庄助を襲った奴らは、国枝にあることないことウタわせられる。景虎から聞いていたし、そういうこともあるだろうと思っていたが、なんというか。思いの外苛烈なようで、庄助は溜飲が下がるどころか恐ろしさに脂汗が背中を流れた。
ふとすごく嫌な予感がして、横目でバケツで跳ねる小魚を見つめる。ここらの海は餌が豊富だと言った、景虎の台詞を思い出した。冗談にしても、今しがたそこで釣れたシロギスすら、普段何を食べているのか怪しくなってきた。

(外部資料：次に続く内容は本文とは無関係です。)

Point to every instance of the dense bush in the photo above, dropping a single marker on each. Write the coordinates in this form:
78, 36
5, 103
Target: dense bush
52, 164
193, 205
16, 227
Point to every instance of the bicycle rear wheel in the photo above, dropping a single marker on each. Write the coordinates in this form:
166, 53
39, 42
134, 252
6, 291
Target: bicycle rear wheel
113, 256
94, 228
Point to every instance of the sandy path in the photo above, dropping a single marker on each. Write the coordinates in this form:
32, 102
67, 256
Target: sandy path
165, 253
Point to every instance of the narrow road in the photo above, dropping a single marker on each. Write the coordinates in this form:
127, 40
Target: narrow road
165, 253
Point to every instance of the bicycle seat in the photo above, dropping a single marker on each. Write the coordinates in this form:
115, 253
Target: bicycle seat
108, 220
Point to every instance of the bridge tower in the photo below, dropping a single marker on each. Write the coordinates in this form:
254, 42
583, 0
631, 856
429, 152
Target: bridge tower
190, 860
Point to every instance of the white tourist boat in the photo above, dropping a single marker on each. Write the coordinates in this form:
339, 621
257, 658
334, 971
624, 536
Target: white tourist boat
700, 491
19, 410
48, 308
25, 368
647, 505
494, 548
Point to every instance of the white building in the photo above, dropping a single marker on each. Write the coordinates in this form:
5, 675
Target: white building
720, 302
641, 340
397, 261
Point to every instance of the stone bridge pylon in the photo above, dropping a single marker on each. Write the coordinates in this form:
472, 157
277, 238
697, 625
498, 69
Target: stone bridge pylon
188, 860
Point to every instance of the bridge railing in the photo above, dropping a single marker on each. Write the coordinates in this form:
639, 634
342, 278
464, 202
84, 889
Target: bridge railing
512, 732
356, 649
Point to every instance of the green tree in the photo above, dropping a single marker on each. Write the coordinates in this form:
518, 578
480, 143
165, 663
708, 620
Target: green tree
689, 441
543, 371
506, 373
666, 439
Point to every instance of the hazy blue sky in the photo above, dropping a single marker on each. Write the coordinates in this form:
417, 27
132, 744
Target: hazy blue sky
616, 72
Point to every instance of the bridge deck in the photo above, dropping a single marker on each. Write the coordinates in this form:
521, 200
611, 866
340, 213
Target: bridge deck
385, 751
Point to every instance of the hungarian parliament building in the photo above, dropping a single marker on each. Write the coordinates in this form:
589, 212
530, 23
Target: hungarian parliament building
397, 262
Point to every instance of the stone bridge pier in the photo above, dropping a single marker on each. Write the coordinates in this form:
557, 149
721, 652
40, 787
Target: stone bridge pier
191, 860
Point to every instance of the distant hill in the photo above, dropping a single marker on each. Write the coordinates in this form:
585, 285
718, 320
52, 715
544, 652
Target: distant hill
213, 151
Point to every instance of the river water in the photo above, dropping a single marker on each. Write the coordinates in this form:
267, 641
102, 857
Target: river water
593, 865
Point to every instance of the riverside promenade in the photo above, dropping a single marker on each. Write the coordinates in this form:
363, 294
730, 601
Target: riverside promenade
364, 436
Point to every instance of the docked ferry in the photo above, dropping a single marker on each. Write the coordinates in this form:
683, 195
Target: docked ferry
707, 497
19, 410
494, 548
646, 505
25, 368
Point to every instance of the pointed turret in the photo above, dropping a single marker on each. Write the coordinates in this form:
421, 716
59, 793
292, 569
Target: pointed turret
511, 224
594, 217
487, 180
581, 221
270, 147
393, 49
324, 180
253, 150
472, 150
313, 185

国枝が倉庫に姿を消すと、潮にさらされたっぷりと赤錆の浮いた鉄扉が、重々しい音を立てて閉められた。
「良かったな、庄助」
「な、何が良かってん……!」
「俺はお前を危険な目に合わせたくはないから、心境としては複雑だが……国枝さんに評価されるってのはヤクザとして前進したってことだからな」
「おおぉ……?」
景虎はもう一度、庄助を抱きしめる。今度は抵抗しなかった。
今しがた国枝たちが入っていった倉庫から、何かを引きずる音、硬いものがぶつかる音がしたり、終いには焼肉のような匂いが漂ってきて、庄助はぷるぷるとまるで動物病院で検査を待つ子犬のように震えた。
「……たいぃ」
「俺は、行き着く先が地獄でもお前と一緒にいたい。なあ、庄助、俺の……ん? どうした?」
「ヤクザこわすぎ! 大阪に帰りたい~~っ!」
庄助の悪魔のような叫び声が、静かな朝の埠頭にいつまでも響いた。
地獄への道ゆきは、あまりにも長く遠い。